Андрей горестно думал о том, какой он нелепый и безжалостный. Безо всяких там обсуждений нужно было сделать дверь из буковых досок и навесить, отец посердился бы, поорал, и на этом конфликт был бы и с п е р ч е н. И не пришлось бы бежать в Башкирию, из-за чего конечно же худо матери, которая и так живет вся в маете, а тут он пропал, единственный ее успокоитель. И что за натура у матери? Кто-нибудь из семьи не пришел, когда обещал, не задерживается, не опаздывает, а пропал. Откуда у нее — думать на худшее. А сама, если в назначенный час не вернулась и о ней беспокоились, весело удивится:
— Куда от вас денусь? Глаза вам промозолила. За мной не страдайте. Денусь куда — убудет дождевая капелька.
Люська считает: «У мамки это точно у клушки: все рядом с ней бы семья крутилась. О детях нечего и говорить — из-под крыльев бы не выпускала. Правильно Нинка в Молдавию запулилась. Не все у мамки под крылышком сидеть».
От головы он с Люськой соглашался, от сердца — нет. Теперь и от головы не согласен. Переизбыточная забота к пуховому теплу приучивает, к домоседству, несамостоятельность развивает, и все же нельзя выставлять наподобие глупости птичью бережность. Материнство, птичье ли, человечье, оно ведь сохраняет, покамест ты несмышленыш. Мать навстречу грузовику бросилась, лишь бы Нинку не задавило. Люська не одобряла мать: «Не затормози шофер хорошенько, мы бы с тобой не родились. Нинка на самокате по шоссейкам гоняла, сейчас по стране гоняет. Из нее еще неизвестно кто получится, а трех бы человек на свете не было». Люська почти всегда практично рассуждает, чем и угодна отцу: «Я вот курфюрст непрактичный, потому и не добился ни для себя, ни для вас основательной обеспеченности. Русское наше бескорыстие. Думает об идеалах при нуждишке в одеялах. При моей непрактичности — Стешина непрактичность, ых!»

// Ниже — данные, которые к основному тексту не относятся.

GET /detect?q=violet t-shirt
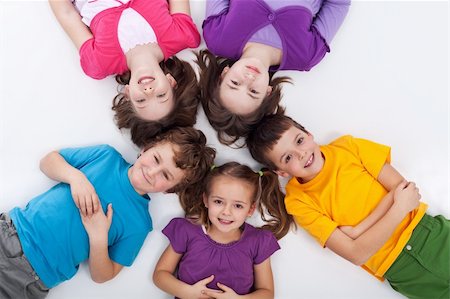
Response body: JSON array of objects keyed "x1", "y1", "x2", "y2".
[{"x1": 162, "y1": 218, "x2": 280, "y2": 295}]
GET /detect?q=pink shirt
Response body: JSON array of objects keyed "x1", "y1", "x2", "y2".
[{"x1": 80, "y1": 0, "x2": 200, "y2": 79}]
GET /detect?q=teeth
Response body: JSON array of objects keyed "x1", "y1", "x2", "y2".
[
  {"x1": 141, "y1": 79, "x2": 153, "y2": 84},
  {"x1": 305, "y1": 155, "x2": 313, "y2": 167}
]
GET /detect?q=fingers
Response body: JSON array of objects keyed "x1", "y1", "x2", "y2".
[
  {"x1": 106, "y1": 203, "x2": 113, "y2": 223},
  {"x1": 396, "y1": 180, "x2": 408, "y2": 190},
  {"x1": 217, "y1": 282, "x2": 234, "y2": 292},
  {"x1": 75, "y1": 193, "x2": 100, "y2": 217},
  {"x1": 200, "y1": 275, "x2": 214, "y2": 285}
]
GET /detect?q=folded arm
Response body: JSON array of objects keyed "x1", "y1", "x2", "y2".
[
  {"x1": 40, "y1": 151, "x2": 100, "y2": 216},
  {"x1": 339, "y1": 163, "x2": 404, "y2": 239},
  {"x1": 49, "y1": 0, "x2": 92, "y2": 50},
  {"x1": 153, "y1": 245, "x2": 220, "y2": 299},
  {"x1": 325, "y1": 181, "x2": 420, "y2": 265},
  {"x1": 81, "y1": 204, "x2": 123, "y2": 283}
]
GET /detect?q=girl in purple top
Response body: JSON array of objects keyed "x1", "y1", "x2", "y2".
[
  {"x1": 198, "y1": 0, "x2": 350, "y2": 145},
  {"x1": 49, "y1": 0, "x2": 200, "y2": 146},
  {"x1": 153, "y1": 162, "x2": 292, "y2": 298}
]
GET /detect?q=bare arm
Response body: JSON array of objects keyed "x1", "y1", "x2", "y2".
[
  {"x1": 49, "y1": 0, "x2": 92, "y2": 50},
  {"x1": 339, "y1": 163, "x2": 404, "y2": 239},
  {"x1": 81, "y1": 204, "x2": 123, "y2": 283},
  {"x1": 40, "y1": 151, "x2": 99, "y2": 216},
  {"x1": 153, "y1": 245, "x2": 218, "y2": 299},
  {"x1": 168, "y1": 0, "x2": 191, "y2": 15},
  {"x1": 206, "y1": 258, "x2": 274, "y2": 299},
  {"x1": 325, "y1": 181, "x2": 420, "y2": 265}
]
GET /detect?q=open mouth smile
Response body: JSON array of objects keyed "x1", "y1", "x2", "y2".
[{"x1": 304, "y1": 154, "x2": 314, "y2": 168}]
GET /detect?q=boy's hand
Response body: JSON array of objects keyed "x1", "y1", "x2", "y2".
[
  {"x1": 183, "y1": 275, "x2": 222, "y2": 299},
  {"x1": 394, "y1": 181, "x2": 422, "y2": 214},
  {"x1": 339, "y1": 225, "x2": 359, "y2": 240},
  {"x1": 81, "y1": 204, "x2": 113, "y2": 242},
  {"x1": 205, "y1": 282, "x2": 241, "y2": 299},
  {"x1": 70, "y1": 172, "x2": 100, "y2": 217}
]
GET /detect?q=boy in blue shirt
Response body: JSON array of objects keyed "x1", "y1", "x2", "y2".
[{"x1": 0, "y1": 128, "x2": 215, "y2": 298}]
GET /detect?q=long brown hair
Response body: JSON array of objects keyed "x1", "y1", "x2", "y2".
[
  {"x1": 196, "y1": 50, "x2": 291, "y2": 147},
  {"x1": 112, "y1": 56, "x2": 200, "y2": 147},
  {"x1": 193, "y1": 162, "x2": 293, "y2": 239}
]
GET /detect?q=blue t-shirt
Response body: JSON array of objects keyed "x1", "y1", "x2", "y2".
[{"x1": 10, "y1": 145, "x2": 152, "y2": 288}]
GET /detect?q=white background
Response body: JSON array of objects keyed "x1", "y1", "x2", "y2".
[{"x1": 0, "y1": 0, "x2": 450, "y2": 299}]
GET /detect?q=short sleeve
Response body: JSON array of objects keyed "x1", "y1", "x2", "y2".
[
  {"x1": 160, "y1": 13, "x2": 201, "y2": 59},
  {"x1": 162, "y1": 218, "x2": 193, "y2": 254},
  {"x1": 254, "y1": 230, "x2": 280, "y2": 264},
  {"x1": 285, "y1": 187, "x2": 338, "y2": 247},
  {"x1": 58, "y1": 144, "x2": 117, "y2": 169},
  {"x1": 79, "y1": 38, "x2": 110, "y2": 80},
  {"x1": 108, "y1": 232, "x2": 148, "y2": 266},
  {"x1": 351, "y1": 138, "x2": 391, "y2": 178}
]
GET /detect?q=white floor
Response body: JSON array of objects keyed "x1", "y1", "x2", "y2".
[{"x1": 0, "y1": 0, "x2": 450, "y2": 299}]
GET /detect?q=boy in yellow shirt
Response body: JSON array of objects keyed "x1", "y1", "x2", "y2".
[{"x1": 247, "y1": 115, "x2": 450, "y2": 298}]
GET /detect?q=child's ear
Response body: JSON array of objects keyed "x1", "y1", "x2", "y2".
[
  {"x1": 166, "y1": 73, "x2": 178, "y2": 88},
  {"x1": 247, "y1": 202, "x2": 256, "y2": 217},
  {"x1": 273, "y1": 170, "x2": 290, "y2": 178},
  {"x1": 220, "y1": 66, "x2": 230, "y2": 80},
  {"x1": 203, "y1": 193, "x2": 208, "y2": 208},
  {"x1": 122, "y1": 84, "x2": 130, "y2": 101}
]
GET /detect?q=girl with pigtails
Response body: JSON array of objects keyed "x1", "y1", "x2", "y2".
[{"x1": 153, "y1": 162, "x2": 292, "y2": 298}]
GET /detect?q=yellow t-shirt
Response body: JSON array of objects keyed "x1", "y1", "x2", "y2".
[{"x1": 285, "y1": 136, "x2": 427, "y2": 278}]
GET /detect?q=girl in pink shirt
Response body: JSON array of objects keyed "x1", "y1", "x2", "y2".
[{"x1": 49, "y1": 0, "x2": 200, "y2": 146}]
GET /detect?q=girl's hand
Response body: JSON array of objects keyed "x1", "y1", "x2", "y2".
[
  {"x1": 70, "y1": 172, "x2": 100, "y2": 217},
  {"x1": 205, "y1": 282, "x2": 241, "y2": 299},
  {"x1": 394, "y1": 181, "x2": 422, "y2": 214},
  {"x1": 81, "y1": 204, "x2": 113, "y2": 242},
  {"x1": 183, "y1": 275, "x2": 222, "y2": 299}
]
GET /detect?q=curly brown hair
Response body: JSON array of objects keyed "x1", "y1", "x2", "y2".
[
  {"x1": 196, "y1": 50, "x2": 291, "y2": 147},
  {"x1": 142, "y1": 127, "x2": 216, "y2": 202},
  {"x1": 112, "y1": 56, "x2": 200, "y2": 147},
  {"x1": 191, "y1": 162, "x2": 294, "y2": 239}
]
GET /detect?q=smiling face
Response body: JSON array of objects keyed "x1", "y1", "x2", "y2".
[
  {"x1": 124, "y1": 68, "x2": 177, "y2": 121},
  {"x1": 203, "y1": 175, "x2": 255, "y2": 241},
  {"x1": 219, "y1": 58, "x2": 272, "y2": 115},
  {"x1": 267, "y1": 126, "x2": 325, "y2": 183},
  {"x1": 128, "y1": 142, "x2": 185, "y2": 194}
]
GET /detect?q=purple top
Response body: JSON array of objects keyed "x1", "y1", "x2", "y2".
[
  {"x1": 162, "y1": 218, "x2": 280, "y2": 295},
  {"x1": 203, "y1": 0, "x2": 350, "y2": 70}
]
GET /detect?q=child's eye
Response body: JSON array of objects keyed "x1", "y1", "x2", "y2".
[{"x1": 284, "y1": 155, "x2": 292, "y2": 163}]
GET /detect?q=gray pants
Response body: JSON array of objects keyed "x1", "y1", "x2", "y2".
[{"x1": 0, "y1": 213, "x2": 48, "y2": 299}]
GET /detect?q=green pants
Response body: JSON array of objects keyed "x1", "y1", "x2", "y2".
[{"x1": 384, "y1": 214, "x2": 450, "y2": 299}]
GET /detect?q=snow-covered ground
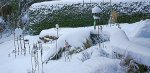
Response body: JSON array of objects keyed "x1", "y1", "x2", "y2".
[{"x1": 0, "y1": 19, "x2": 150, "y2": 73}]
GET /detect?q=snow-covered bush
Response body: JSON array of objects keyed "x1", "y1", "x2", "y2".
[{"x1": 80, "y1": 51, "x2": 92, "y2": 62}]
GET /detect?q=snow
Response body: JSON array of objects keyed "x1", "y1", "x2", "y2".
[
  {"x1": 15, "y1": 28, "x2": 23, "y2": 37},
  {"x1": 110, "y1": 28, "x2": 150, "y2": 66},
  {"x1": 92, "y1": 6, "x2": 102, "y2": 13},
  {"x1": 43, "y1": 28, "x2": 90, "y2": 60},
  {"x1": 0, "y1": 20, "x2": 150, "y2": 73},
  {"x1": 22, "y1": 14, "x2": 29, "y2": 25},
  {"x1": 0, "y1": 16, "x2": 4, "y2": 24}
]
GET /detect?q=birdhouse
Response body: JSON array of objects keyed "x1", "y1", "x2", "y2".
[{"x1": 92, "y1": 6, "x2": 102, "y2": 20}]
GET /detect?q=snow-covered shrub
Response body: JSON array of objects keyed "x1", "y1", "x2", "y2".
[
  {"x1": 80, "y1": 52, "x2": 92, "y2": 62},
  {"x1": 39, "y1": 35, "x2": 58, "y2": 43},
  {"x1": 98, "y1": 49, "x2": 109, "y2": 57},
  {"x1": 127, "y1": 60, "x2": 139, "y2": 73},
  {"x1": 83, "y1": 39, "x2": 93, "y2": 49},
  {"x1": 90, "y1": 32, "x2": 109, "y2": 44}
]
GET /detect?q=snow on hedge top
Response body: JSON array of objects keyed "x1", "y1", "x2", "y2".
[
  {"x1": 92, "y1": 6, "x2": 102, "y2": 13},
  {"x1": 45, "y1": 28, "x2": 91, "y2": 60},
  {"x1": 135, "y1": 19, "x2": 150, "y2": 38}
]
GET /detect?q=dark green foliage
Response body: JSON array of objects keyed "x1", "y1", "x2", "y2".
[
  {"x1": 30, "y1": 20, "x2": 55, "y2": 35},
  {"x1": 30, "y1": 2, "x2": 150, "y2": 34}
]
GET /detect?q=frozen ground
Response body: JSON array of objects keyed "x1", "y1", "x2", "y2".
[{"x1": 0, "y1": 20, "x2": 150, "y2": 73}]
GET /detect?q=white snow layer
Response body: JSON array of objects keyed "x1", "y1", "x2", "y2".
[
  {"x1": 0, "y1": 20, "x2": 150, "y2": 73},
  {"x1": 43, "y1": 28, "x2": 90, "y2": 60},
  {"x1": 110, "y1": 28, "x2": 150, "y2": 66}
]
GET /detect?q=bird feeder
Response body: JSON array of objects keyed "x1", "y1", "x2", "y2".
[{"x1": 92, "y1": 6, "x2": 102, "y2": 29}]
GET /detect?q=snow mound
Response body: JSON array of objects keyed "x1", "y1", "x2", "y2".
[
  {"x1": 92, "y1": 6, "x2": 102, "y2": 13},
  {"x1": 135, "y1": 19, "x2": 150, "y2": 38},
  {"x1": 45, "y1": 28, "x2": 90, "y2": 60},
  {"x1": 110, "y1": 28, "x2": 150, "y2": 66}
]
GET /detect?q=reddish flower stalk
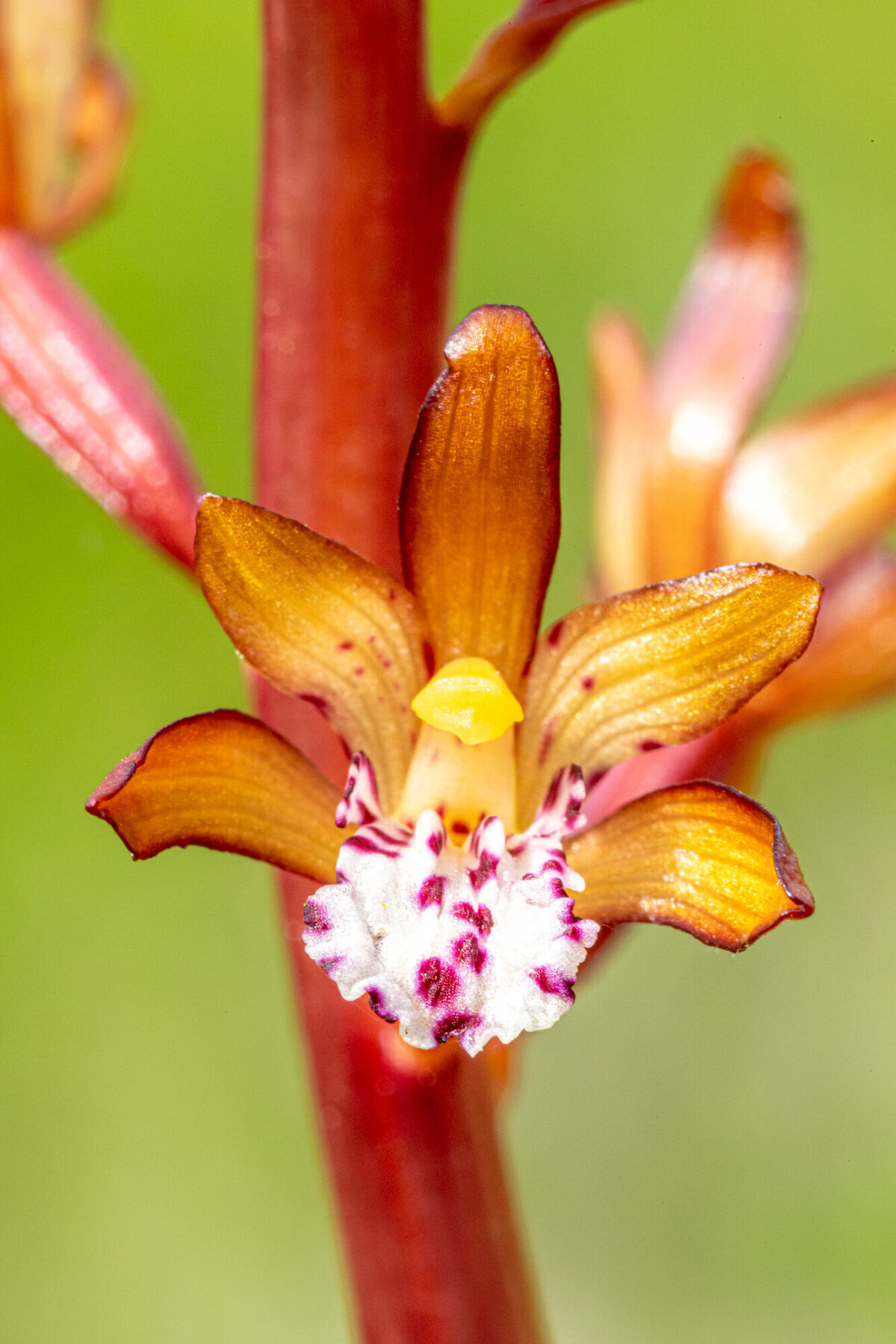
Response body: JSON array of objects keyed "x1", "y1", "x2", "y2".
[{"x1": 257, "y1": 0, "x2": 540, "y2": 1344}]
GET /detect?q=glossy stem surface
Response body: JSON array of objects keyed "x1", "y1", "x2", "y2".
[{"x1": 257, "y1": 0, "x2": 540, "y2": 1344}]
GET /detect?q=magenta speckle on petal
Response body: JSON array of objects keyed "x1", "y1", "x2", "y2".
[
  {"x1": 451, "y1": 933, "x2": 485, "y2": 976},
  {"x1": 434, "y1": 1012, "x2": 482, "y2": 1045},
  {"x1": 298, "y1": 694, "x2": 329, "y2": 718},
  {"x1": 302, "y1": 897, "x2": 333, "y2": 933},
  {"x1": 529, "y1": 966, "x2": 575, "y2": 1003},
  {"x1": 470, "y1": 850, "x2": 498, "y2": 891},
  {"x1": 417, "y1": 877, "x2": 447, "y2": 910},
  {"x1": 538, "y1": 718, "x2": 558, "y2": 765},
  {"x1": 417, "y1": 957, "x2": 461, "y2": 1008},
  {"x1": 451, "y1": 900, "x2": 493, "y2": 938},
  {"x1": 367, "y1": 988, "x2": 398, "y2": 1021}
]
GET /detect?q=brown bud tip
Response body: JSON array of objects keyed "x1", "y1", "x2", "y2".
[{"x1": 716, "y1": 149, "x2": 797, "y2": 245}]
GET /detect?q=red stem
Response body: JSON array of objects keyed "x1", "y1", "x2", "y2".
[{"x1": 258, "y1": 0, "x2": 540, "y2": 1344}]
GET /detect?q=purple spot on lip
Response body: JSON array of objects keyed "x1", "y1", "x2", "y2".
[
  {"x1": 302, "y1": 897, "x2": 333, "y2": 933},
  {"x1": 434, "y1": 1012, "x2": 482, "y2": 1045},
  {"x1": 467, "y1": 850, "x2": 498, "y2": 891},
  {"x1": 529, "y1": 966, "x2": 575, "y2": 1003},
  {"x1": 417, "y1": 957, "x2": 461, "y2": 1008},
  {"x1": 451, "y1": 900, "x2": 494, "y2": 938},
  {"x1": 345, "y1": 830, "x2": 402, "y2": 859},
  {"x1": 417, "y1": 877, "x2": 447, "y2": 910},
  {"x1": 451, "y1": 933, "x2": 485, "y2": 976},
  {"x1": 367, "y1": 988, "x2": 398, "y2": 1021}
]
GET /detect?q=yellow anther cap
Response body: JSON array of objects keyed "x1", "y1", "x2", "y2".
[{"x1": 411, "y1": 659, "x2": 523, "y2": 747}]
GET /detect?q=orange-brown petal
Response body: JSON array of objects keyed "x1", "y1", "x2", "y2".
[
  {"x1": 721, "y1": 375, "x2": 896, "y2": 574},
  {"x1": 647, "y1": 153, "x2": 800, "y2": 579},
  {"x1": 400, "y1": 306, "x2": 560, "y2": 691},
  {"x1": 87, "y1": 709, "x2": 344, "y2": 882},
  {"x1": 591, "y1": 313, "x2": 650, "y2": 593},
  {"x1": 196, "y1": 494, "x2": 426, "y2": 812},
  {"x1": 744, "y1": 553, "x2": 896, "y2": 729},
  {"x1": 565, "y1": 781, "x2": 812, "y2": 951},
  {"x1": 435, "y1": 0, "x2": 615, "y2": 133},
  {"x1": 518, "y1": 564, "x2": 821, "y2": 824}
]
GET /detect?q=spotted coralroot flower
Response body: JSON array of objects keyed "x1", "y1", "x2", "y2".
[
  {"x1": 89, "y1": 308, "x2": 819, "y2": 1054},
  {"x1": 592, "y1": 153, "x2": 896, "y2": 768}
]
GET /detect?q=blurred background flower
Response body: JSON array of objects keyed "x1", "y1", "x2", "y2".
[{"x1": 0, "y1": 0, "x2": 896, "y2": 1344}]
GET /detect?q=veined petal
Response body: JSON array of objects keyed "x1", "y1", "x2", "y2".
[
  {"x1": 87, "y1": 709, "x2": 344, "y2": 882},
  {"x1": 518, "y1": 564, "x2": 821, "y2": 820},
  {"x1": 591, "y1": 313, "x2": 650, "y2": 593},
  {"x1": 399, "y1": 306, "x2": 560, "y2": 691},
  {"x1": 435, "y1": 0, "x2": 623, "y2": 131},
  {"x1": 744, "y1": 553, "x2": 896, "y2": 727},
  {"x1": 196, "y1": 494, "x2": 426, "y2": 812},
  {"x1": 721, "y1": 375, "x2": 896, "y2": 574},
  {"x1": 565, "y1": 781, "x2": 812, "y2": 951},
  {"x1": 647, "y1": 153, "x2": 800, "y2": 579},
  {"x1": 0, "y1": 230, "x2": 199, "y2": 567}
]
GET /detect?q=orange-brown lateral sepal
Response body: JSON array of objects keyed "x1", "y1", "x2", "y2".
[
  {"x1": 743, "y1": 551, "x2": 896, "y2": 732},
  {"x1": 87, "y1": 709, "x2": 345, "y2": 882},
  {"x1": 518, "y1": 564, "x2": 821, "y2": 824},
  {"x1": 400, "y1": 306, "x2": 560, "y2": 691},
  {"x1": 196, "y1": 496, "x2": 426, "y2": 812},
  {"x1": 565, "y1": 781, "x2": 814, "y2": 951}
]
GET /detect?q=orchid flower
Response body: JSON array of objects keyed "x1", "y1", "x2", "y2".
[
  {"x1": 87, "y1": 308, "x2": 819, "y2": 1054},
  {"x1": 592, "y1": 152, "x2": 896, "y2": 778}
]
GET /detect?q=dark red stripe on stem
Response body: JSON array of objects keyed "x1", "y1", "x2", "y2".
[{"x1": 258, "y1": 0, "x2": 540, "y2": 1344}]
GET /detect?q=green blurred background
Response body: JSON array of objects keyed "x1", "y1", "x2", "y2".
[{"x1": 0, "y1": 0, "x2": 896, "y2": 1344}]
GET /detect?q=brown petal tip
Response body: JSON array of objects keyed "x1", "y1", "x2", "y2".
[{"x1": 716, "y1": 149, "x2": 797, "y2": 245}]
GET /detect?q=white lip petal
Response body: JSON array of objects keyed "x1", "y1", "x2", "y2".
[{"x1": 304, "y1": 768, "x2": 599, "y2": 1055}]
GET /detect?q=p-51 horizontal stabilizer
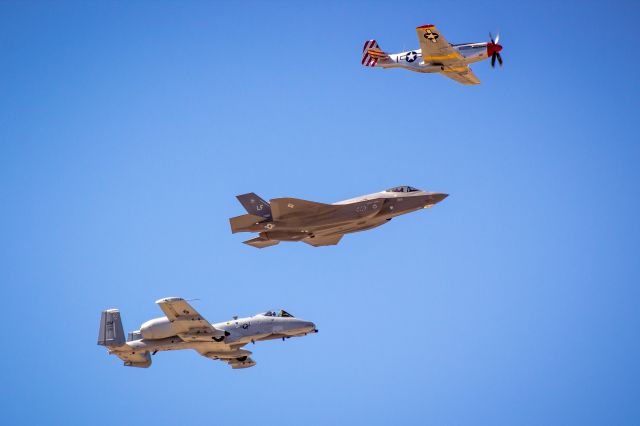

Привычкой не досадовать на то, что мать себя ни во что ставит, а их во всем преувеличивает, было попробовал Андрей заслонить вину своего побега, и опять раскаялся. Осуждать ее самопожертвование, пусть и без согласия с душой, и в то же самое время пользоваться этим сладким у д о б с т в о м, — вот почему он отсоединился сознанием и чувством от матери, иначе не дал бы дёру. Права, пожалуй, бабушка Мотя, нахваливая ранешний семейный уклад в крестьянстве: «Всяк из нас брал в учет других. Разгреблись в дутовщину, так оттолева и плаваем поврозь. Сплыться пора, ой, как пора. Ладошка об один палец — сё равно што кочережка. Ладошкой о пять пальцев пряжу ски, корову дои, кружева вяжи, капусту шинкуй. Детки-игоисты у нас при татарве водились. Татарва над нами иго упустила, с того игоисты на убыль».